Update 2:20 p.m.: A judge placed Francesco Schettino, captain of the Italian cruise liner that sank this weekend, under house arrest after his first court appearance on accusations of manslaughter and abandoning his ship.
Update: And in case reading the transcript wasn't enough, listening to the conversation is worthwhile. The Telegraph has it in Italian but subtitled and even in a foreign language, you can hear the disbelief in the Coast Guard guy's voice. "Look Schettino, perhaps you have saved yourself from the sea, but I will make you look very bad," the port authority rep says at one point. This transcript seems to do just that on his behalf.
Update 10:53 a.m. Five more bodies have been found in the capsized Costa Concordia, bringing the death toll to 11 reports The Guardian. The four men and one woman found were all wearing lifejackets and are thought to be passengers at this time.
Original: If you thought Captain Franscesco Schettino couldn't look any worse after abandoning the capsized Costa Concordia--think again. New transcripts between Schettino and port authorities have surfaced today, painting a cowardly picture of the captain as he tried to direct rescue efforts from a lifeboat. "What are you doing? Are you abandoning the rescue?

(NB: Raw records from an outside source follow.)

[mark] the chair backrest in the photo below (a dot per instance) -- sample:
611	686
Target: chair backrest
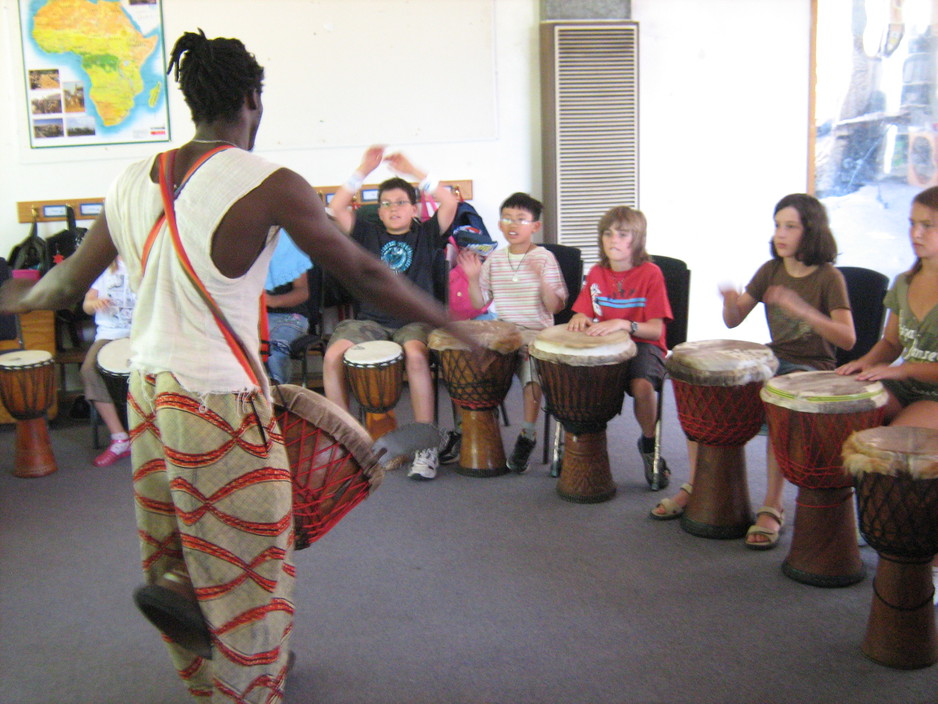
9	328
439	271
866	289
677	281
570	260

Captain, this is an order, I am the one in charge now," reads a transcript documenting an exchange between Costa Concordia Captain Franscesco Schettino (who faces a possible manslaughter charge that could land him 15 years in prison) and port authorities.

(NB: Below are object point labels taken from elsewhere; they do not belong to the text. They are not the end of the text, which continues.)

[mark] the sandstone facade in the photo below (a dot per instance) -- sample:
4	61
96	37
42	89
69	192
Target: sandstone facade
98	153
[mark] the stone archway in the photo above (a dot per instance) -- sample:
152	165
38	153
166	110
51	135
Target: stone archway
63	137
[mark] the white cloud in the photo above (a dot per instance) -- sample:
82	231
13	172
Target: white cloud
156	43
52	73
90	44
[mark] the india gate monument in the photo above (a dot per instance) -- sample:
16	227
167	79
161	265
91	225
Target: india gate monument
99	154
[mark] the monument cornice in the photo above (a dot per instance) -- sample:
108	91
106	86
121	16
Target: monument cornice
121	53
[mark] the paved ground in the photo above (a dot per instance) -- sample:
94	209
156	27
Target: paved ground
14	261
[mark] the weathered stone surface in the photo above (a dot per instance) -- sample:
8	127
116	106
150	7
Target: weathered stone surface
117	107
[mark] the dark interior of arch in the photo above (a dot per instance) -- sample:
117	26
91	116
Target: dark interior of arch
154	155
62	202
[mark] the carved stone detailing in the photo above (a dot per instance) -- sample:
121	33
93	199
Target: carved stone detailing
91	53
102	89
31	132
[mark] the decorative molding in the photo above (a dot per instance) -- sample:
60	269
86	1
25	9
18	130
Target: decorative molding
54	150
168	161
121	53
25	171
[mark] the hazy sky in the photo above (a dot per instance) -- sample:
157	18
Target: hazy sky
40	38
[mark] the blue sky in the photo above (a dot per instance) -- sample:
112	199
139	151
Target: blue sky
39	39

At one point in the transcript there's this troublesome exchange: It begins with a coast guard official telling Schettino that "there are already bodies." "How many?", is Schettino's puzzled response. "That is for you to tell me, what are you doing? Do you want to go home?" responds the coast guard official.

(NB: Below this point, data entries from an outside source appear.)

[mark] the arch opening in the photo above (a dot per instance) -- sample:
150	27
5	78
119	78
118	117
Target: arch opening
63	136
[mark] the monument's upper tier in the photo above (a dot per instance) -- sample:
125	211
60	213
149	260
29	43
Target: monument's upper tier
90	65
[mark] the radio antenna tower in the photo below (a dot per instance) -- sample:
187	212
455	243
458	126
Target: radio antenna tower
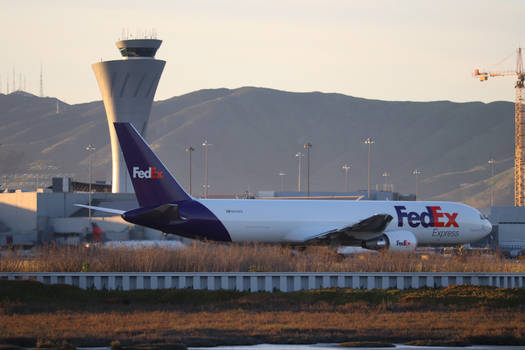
41	81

Twenty-nine people are still missing due to Friday night's accident (and possibly Schettino's lackluster captaincy), and according to news reports, it doesn't look very good. The Telegraph mentions that "hope is fading" and Al Jazeera points out that calling it "a rescue effort" is very kind, but that hasn't stopped the Italian Navy from orchestrating a desperate rescue attempt today by blasting through the ship's hull. The explosions will now allow the Italian Navy to explore the chambers of the ship that were previously inaccessible in hopes of finding the ship's remaining missing passengers or rather, as news outlets would predict, recovering dead bodies.